MLP Linking Method
For the MLP project, we developed a probabilistic method of record linkage and built infrastructure necessary to manage record linkage across multiple full-count census databases. Our study describes the method in detail. Researchers who wish to implement the method described in the working paper can access the Stata code used in the design of the process. The Hlink open-source software used for production will be available soon. Hlink uses a distributed processing engine to spread the workload across a cluster of computers, increasing the efficiency and speed of the linking process. The program, built on top of Apache Spark, is designed for the researcher to tailor the procedure for each dataset, choosing which linking variables to include or exclude, as well as employing various linking methodologies.
The linking algorithm is a two-step procedure, where the first step aims to identify individual links across two censuses. In the second step, the algorithm exploits links made during the previous step to link remaining household members that are present in both censuses.

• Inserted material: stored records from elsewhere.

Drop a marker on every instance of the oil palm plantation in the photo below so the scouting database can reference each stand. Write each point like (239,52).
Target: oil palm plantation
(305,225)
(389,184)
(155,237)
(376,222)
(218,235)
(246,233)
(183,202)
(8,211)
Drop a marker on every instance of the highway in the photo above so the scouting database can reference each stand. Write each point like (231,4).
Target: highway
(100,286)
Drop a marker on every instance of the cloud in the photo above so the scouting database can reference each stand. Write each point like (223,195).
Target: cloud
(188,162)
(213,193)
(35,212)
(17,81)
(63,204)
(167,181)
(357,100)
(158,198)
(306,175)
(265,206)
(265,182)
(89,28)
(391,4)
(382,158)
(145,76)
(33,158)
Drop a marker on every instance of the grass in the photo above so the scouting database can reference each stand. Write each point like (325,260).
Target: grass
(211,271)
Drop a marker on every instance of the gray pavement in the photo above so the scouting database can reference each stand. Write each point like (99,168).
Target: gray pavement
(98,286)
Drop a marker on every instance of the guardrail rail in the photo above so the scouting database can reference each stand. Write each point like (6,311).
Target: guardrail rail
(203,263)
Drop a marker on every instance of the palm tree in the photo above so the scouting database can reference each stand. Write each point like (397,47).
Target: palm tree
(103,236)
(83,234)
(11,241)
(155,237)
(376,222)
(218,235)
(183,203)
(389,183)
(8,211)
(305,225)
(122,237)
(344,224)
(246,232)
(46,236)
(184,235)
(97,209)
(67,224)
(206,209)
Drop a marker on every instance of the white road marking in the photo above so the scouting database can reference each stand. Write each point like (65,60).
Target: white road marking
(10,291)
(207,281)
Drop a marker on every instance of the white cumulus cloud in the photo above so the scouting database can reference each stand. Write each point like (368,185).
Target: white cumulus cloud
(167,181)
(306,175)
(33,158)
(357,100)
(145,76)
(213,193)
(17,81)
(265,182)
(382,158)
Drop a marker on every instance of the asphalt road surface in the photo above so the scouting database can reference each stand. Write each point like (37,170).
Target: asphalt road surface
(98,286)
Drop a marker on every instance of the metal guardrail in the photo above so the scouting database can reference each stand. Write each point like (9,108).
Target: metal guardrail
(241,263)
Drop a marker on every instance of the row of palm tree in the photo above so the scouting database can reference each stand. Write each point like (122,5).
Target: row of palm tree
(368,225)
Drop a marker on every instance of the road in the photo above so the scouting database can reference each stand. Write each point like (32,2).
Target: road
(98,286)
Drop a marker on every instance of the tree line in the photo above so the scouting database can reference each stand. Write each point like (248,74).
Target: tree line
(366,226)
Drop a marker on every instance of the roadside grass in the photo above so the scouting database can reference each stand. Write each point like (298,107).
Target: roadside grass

While the overall approach is consistent across census pairs, there is slight variation in terms of the linking features used by the algorithm, due to limitations in the information provided by each respective census. This table outlines this variation, by census pairs.
For each pair of census years, we start with the population of males from the earlier of the two censuses. Each individual is linked to a population of potential matches from the later census, subjected to the following criteria:
- Census A individual and Census B potential match have the same sex and place of birth.
- Birth year of Census B potential match is within +/- three years of the Census A individual.
- Agreement on at least one adjusted bigram on first and last name between Census A individual and Census B potential match.
- Jaro-Winkler first and last name similarity score > 0.7
We rely on a regression approach (logit estimator), predicting the similarity of each unique Census A-Census B potential match. Our approach is unique through its use of an extended set of characteristics when comparing a potential match. Specifically, in addition to individual level characteristics, similar to those used by most historical census linkage projects, our approach exploits an extended set of individual, household and contextual characteristics when predicting the degree of similarity between a given set of census records. For each Census A individual, a link to the highest predicted similarity Census B potential match is confirmed when two conditions are fulfilled:
- The predicted similarity of a combination of census records exceeds a given threshold (α)
- The predicted similarity of the most probable census record combination (α1) exceeds the predicted similarity of the second-most probable combination of census records (α2) by at least (β). Consequently; α1/α2 > β.
The parameter estimates used to predict the similarity between two records, as well as the thresholds for α and β, are obtained through calibration of the algorithm with training data. In addition, training data is used to inform about the expected quality of the resulting linked data (also called precision and recall in the machine learning literature). For a short description of quality see the data description, or our linking paper for more details. Step I is complete after the identification of pairs of census records that fulfill both conditions listed above and the removal of duplicate matches (i.e. multiple individuals in Census A linked to the same Census B individual).
The linked census records not only identify a given individual at two points in time, but also the household in which he or she resides at the time of both censuses. In Step II, we exploit individual links established during Step I to successfully and accurately link remaining household members—men as well as women—who were present at both points in time. The universe of census A individuals who we attempt to link in step II is restricted to those residing in a household with at least one other individual who was successfully linked to Census B in Step I. For males, we further restrict the universe to those unlinked in Step I. We use a logistic regression approach similar to Step 1, comparing all pairs of census records that meet the following blocking criteria:
- Census A individual, residing in a household with a Step 1 linked individual, is matched to all Census B household members of the Step 1 linked individual(s).
- Birth year of Census B potential match is within +/- ten years of Census A individual.
The procedure employed to confirm a match follows a similar strategy as during Step I, albeit exploiting a different set of linking characteristics. More specifically, point estimates and α/β threshold values are calibrated based on specialized training data and used to determine which links constitute a match. For women, we select Step II matches if there is a competing Step I match.